Welcome to the second installment of the Mindspawn Guide To Creating Dark Ambient Music. Today we’re going to cover the gear requirements in a bit more detail. You may remember from the last episode that all aspiring dark ambient artists need the following bits of kit:
- At least one black t-shirt. Preferably vintage.
- A computer, preferably vintage, with massive amounts of lifting power (dark ambient is very heavy).
- At least 3 extremely high end microphones, preferably vintage, maybe costing as much as $50US.
- A minimum of one vintage distortion device.
- A massive analog modular synth with lots of lights. Preferably vintage.
- A few dozen softsynths to ridicule, each costing a minimum of $50US. Preferably vintage.
- At least one hardware synth with a keyboard. Preferably vintage.
Let’s examine each of these required bits of gear in a little more detail.
At least one black t-shirt – necessary to balance the dark energies when creating dark ambient music.

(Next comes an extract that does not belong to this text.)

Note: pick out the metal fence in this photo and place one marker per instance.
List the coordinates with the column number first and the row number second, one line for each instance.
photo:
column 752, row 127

Regular shirts or long sleeved t-shirts or shirts of any other color simply won’t do. You might think you can ignore this requirement, but you can’t. Trying to create dark ambient with the wrong kind or color of shirt will end up with you just making ambient music. I have actually seen an incorrect shirt type result in inadvertently making pop music. Vintage black t-shirts will greatly enhance the whole effect and are highly recommended for beginners. Even cooler are black Ts with awesome band logos on them. Pants are optional.
A massively strong computer – Dark ambient is very heavy, and it takes a lot of computer power to manipulate it. Don’t scrimp, get the heaviest computer you can find. Remember, vintage is best. The very best ones are those old beasts from the 1950s and 1960s that have those round bits on the front. You may be told you’ll need to punch cards, but that is a myth. You’ll want a full deck of playing cards to be sure, but you should set them on fire instead of punching them. Your music will be much more dramatic with the cards burning. Lots of smoke also aids with ambience.
Three extremely high end microphones – Don’t scrimp on this one, especially if you plan to incorporate method 3, Field Recordings, into your creative process. Yard sales are great places to find vintage mics that were once bundled with old cassette recorders. Those are the very best as they convey an air of mystery unlike any other microphone. Make sure you pay at least $20 each for these. Even if the seller has them at a cheaper price, paying more actually enhances the quality. Paying $50 for one of these mics will maximize its performance potential to the highest levels.
One vintage distortion device – At least one old scratched up, dented and otherwise mangled distortion device is an integral part of your kit. You can sometimes find vintage distortion pedals on eBay selling for upwards of $500. Those are perfect. Get two or three if you can afford to. The cool part is, these don’t even have to function to add depth to you and your music. You just ned to own them.
Next episode I’ll finish covering the rest of the necessary gear, and please, be patient. Do not jump ahead and start trying to create with only part of the gear requirements. Otherwise, no one will take you seriously. It’s imperative that you’re serious or at least that you’re perceived to be.